Michael Ouroumis3 min read
OpenAI Is Betting on Fusion Power to Run AI — and Sam Altman Owns Both Sides of the Deal

AI companies have been gobbling up GPU clusters, data center leases, and semiconductor supply chains. Now OpenAI wants something far more ambitious: the sun's power source, on contract, delivered to its data centers within a decade.

OpenAI is in advanced talks to buy electricity from Helion Energy — a fusion power startup — with negotiations advancing rapidly since initial reports surfaced last week. The deal would start at 5 gigawatts of power by 2030 and could scale to 50 gigawatts by 2035. That's 12.5% of Helion's total projected output, enough to power tens of millions of homes, channeled entirely into running AI.

There's one problem. Sam Altman — CEO of OpenAI, the buyer — is also a major personal investor in Helion Energy, the seller. He previously served as Helion's board chair.

AI's Hunger for Power Is Real

OpenAI's Stargate project already envisions data centers consuming up to 10 gigawatts of electricity in total. The company's longer-term internal projections reportedly target 250 gigawatts by 2033 — roughly half of Europe's entire peak electricity load.

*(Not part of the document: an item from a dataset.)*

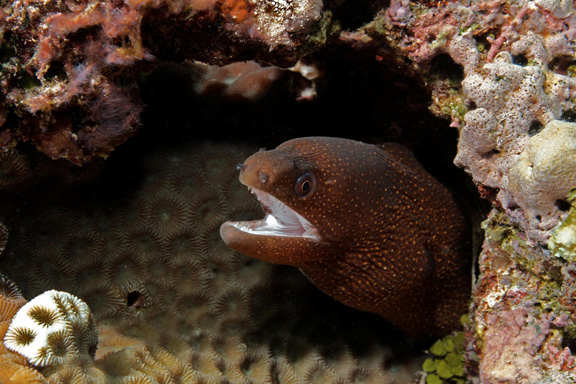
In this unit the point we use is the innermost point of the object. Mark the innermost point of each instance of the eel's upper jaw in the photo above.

Traditional energy can't scale that fast. Solar and wind are intermittent. New nuclear plants take decades to permit and build. Fossil fuels are increasingly politically untenable.

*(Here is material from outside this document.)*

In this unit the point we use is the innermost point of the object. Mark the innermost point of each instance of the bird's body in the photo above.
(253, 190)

Fusion is theoretically the answer: an inexhaustible source of clean energy generated by the same nuclear process that powers stars. The problem is that fusion has been "30 years away" for the last 70 years.

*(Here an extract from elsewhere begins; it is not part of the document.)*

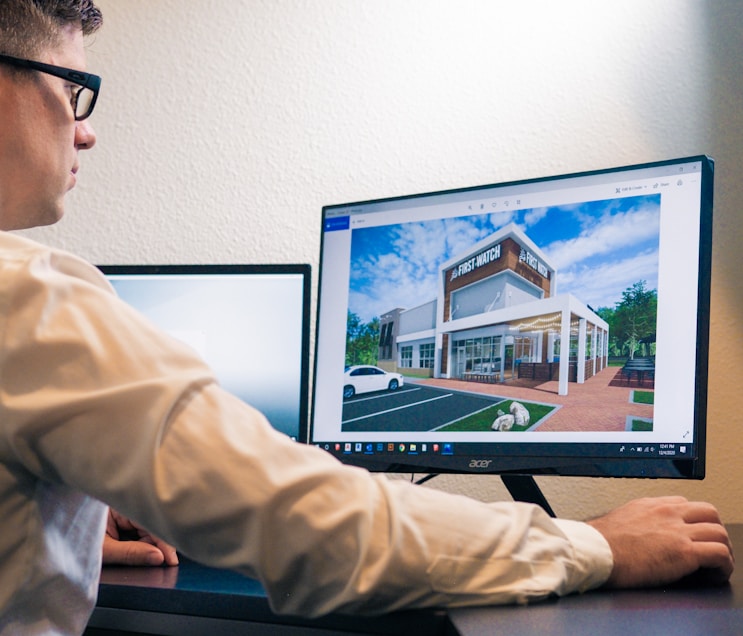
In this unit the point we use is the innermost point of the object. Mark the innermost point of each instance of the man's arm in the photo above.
(664, 540)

Helion's pitch is that they're different. Their seventh-generation prototype, Polaris, reached 150 million degrees Celsius in February 2026 using real deuterium-tritium fuel — ten times hotter than the core of the sun. That's real progress. But Helion has not yet demonstrated net energy gain — the fundamental threshold where fusion produces more power than it consumes.

The Numbers Are Hard to Ignore

5 gigawatts is the electrical consumption of approximately 3.7 million U.S. homes. OpenAI wants ten times that amount — 50 gigawatts — within a decade. As one energy analyst summarized: "AI's appetite for electricity is growing faster than any energy source can supply it. Fusion is a moonshot — but OpenAI is running out of conventional options."

To compare: the entire U.S. nuclear power fleet currently generates about 100 gigawatts. OpenAI alone wants half that, from a single company, using a technology that hasn't commercially worked yet.

Microsoft already has a separate power-purchase agreement with Helion for 50 megawatts by 2028. Google has inked deals with Commonwealth Fusion Systems, Helion's main competitor. The race to lock in clean energy is running parallel to the race for AI supremacy.

The Conflict Question

Altman has reportedly stepped down from Helion's board and recused himself from deal negotiations. But "I removed myself from the process" is not quite the same as having no skin in the game. As OpenAI moves toward a potential IPO — a process already generating internal friction over timelines — any deal where the CEO profits on both sides will receive serious scrutiny from investors, regulators, and governance watchdogs.

Altman has previously come under fire for similar dynamics — including his connection to semiconductor ventures benefiting from OpenAI's chip procurement decisions.

What It Means for AI Users

If fusion power works: stable electricity costs could keep AI subscription prices from rising, and reduce the environmental footprint that critics increasingly cite as AI's dirty secret.

If it doesn't work by 2030: OpenAI faces a power crunch at exactly the moment it needs maximum compute. That likely translates to higher prices, tighter rate limits, and deferred capability launches for users.

The deal signals something broader: AI companies no longer see themselves as pure software businesses. They're becoming energy companies, negotiating power contracts at nation-state scale. That transformation is accelerating faster than most observers expected — and the rules governing it are still being written.